Inside the mind of the imposing figure coming on at the back of USC’s defense

When a wide receiver and a cornerback line up tight outside on a football field, it’s usually the corner staring into the chest of the offensive player, maybe taking a peak upward at his face.

When a receiver lines up across from South Carolina corner Israel Mukuamu, the offensive player might well be looking up at him.

“He’s 6-foot-5 with cleats on,” fellow sophomore Gamecocks corner Jaycee Horn said. “It’s crazy. He’s 6-5 lined up in front of the receiver. And when he does get off the line, it’s almost like he smothers a receiver. It’s nowhere they can run. Sometimes they just stop in the middle of a route.”

Even as taller cornerbacks have become an in-demand kind of player, those who are Mukuamu’s size are a rarity at best.

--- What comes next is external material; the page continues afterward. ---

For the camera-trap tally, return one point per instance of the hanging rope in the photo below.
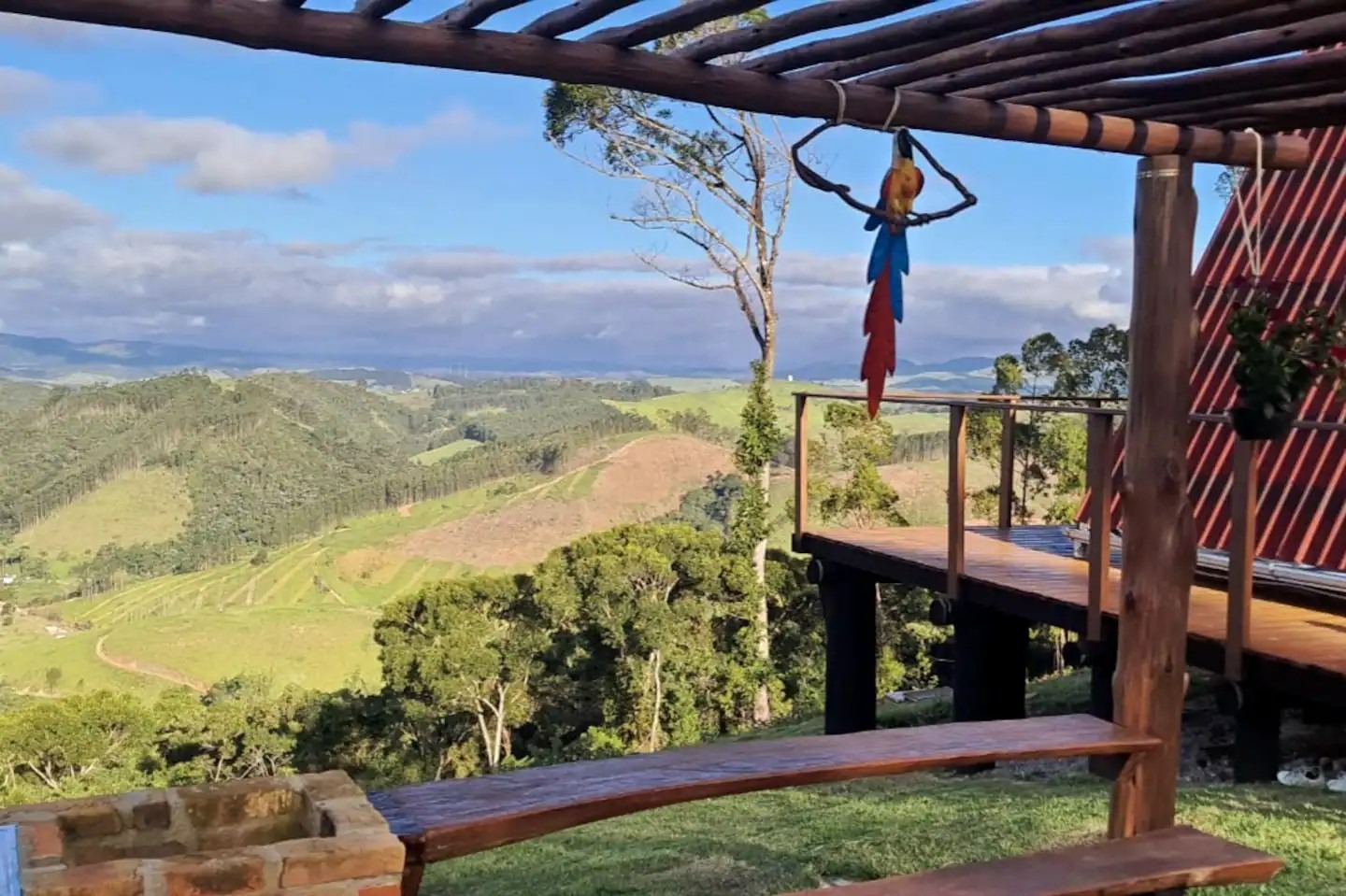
(1252, 235)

There wasn’t a pure corner taller than 6-foot-3 in the NFL last season, while he stands an inch taller than that.

And the rarity was part of the reason he took to the position.

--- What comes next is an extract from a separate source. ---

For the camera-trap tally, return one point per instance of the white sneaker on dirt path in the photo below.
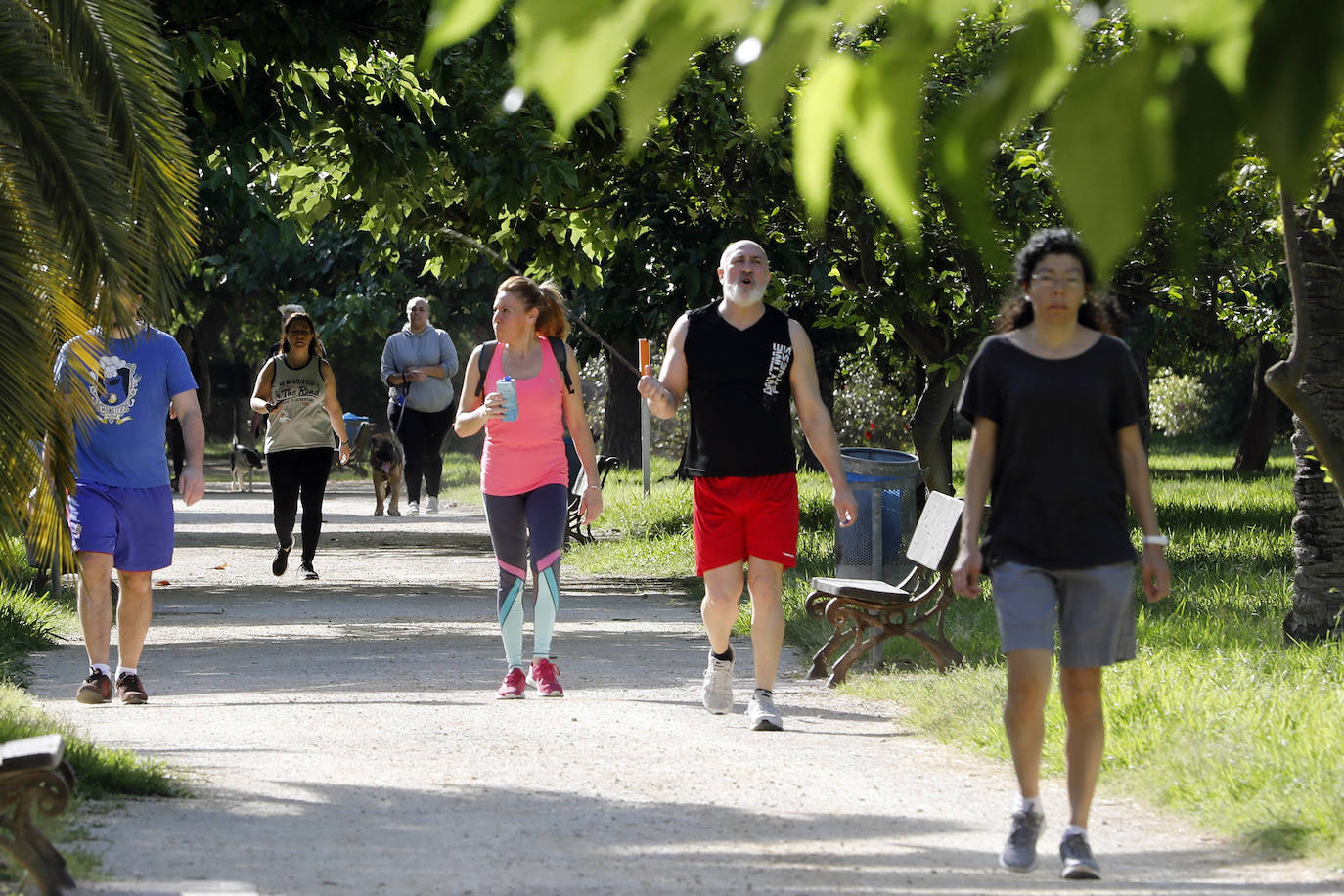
(717, 694)
(761, 712)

“That’s why I kind of moved to DB,” Mukuamu said. “It’s not a lot of guys that’s 6-foot-4 that can move because usually guys that are 6-4 play receiver. So I think that is unique about me, but just I just keep working on it.”

Mukuamu got mop-up duty early on and then saw his role increase as a freshman. By the Clemson game, he was playing 71 snaps and drawing praise from his head coach for matching with a strong receiver.

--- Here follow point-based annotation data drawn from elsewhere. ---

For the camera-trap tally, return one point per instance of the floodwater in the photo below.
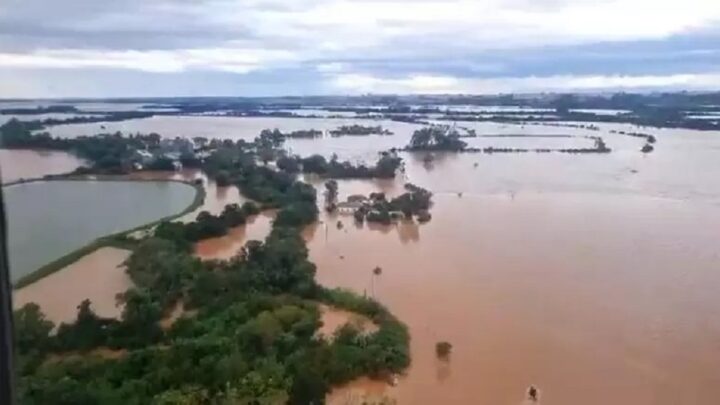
(593, 277)
(228, 246)
(98, 276)
(216, 197)
(49, 219)
(17, 164)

He almost went to Florida State after high school, but the collapse of the Jimbo Fisher era reopened his recruitment and the Gamecocks brought the former Berkeley High School player back home.

At his size, there was a good deal of speculation he’d end up a safety, as taller players tend to get put there. He resisted that.

“A lot of people think I’m 6-foot-4, automatically think safety,” Mukuamu said. “But as I was coming out of high school I always think I’m a DB, whether you need me to play safety to corner, I mean that’s what I’ll play.”

He found a coaching staff whose outlook matched his own. South Carolina coach Will Muschamp and defensive coordinator Travaris Robinson keep things relatively fluid in the back end of the defense. If the situation calls for him to play safety, he might. He got some work there in the last scrimmage of training camp. For the moment, the staff seems to want that kind of length on the outside.

It even makes life hard for a teammate in quarterback Jake Bentley when he has to challenge them in practice.

“The windows are small,” Bentley said. “Israel especially and Jaycee, Israel just being so long it’s hard to get around him.”

It was almost a marvel to Horn, a talented corner in his own right after starting as a true freshman. He had to laugh at questions about what it might be like to play the position at his size, flipping his hips with legs that long.

Horn joked he’d never had the experience of standing so tall, but he also just came away impressed with his partner.

“I don’t see how he moves like that at 6-foot-5,” Horn said.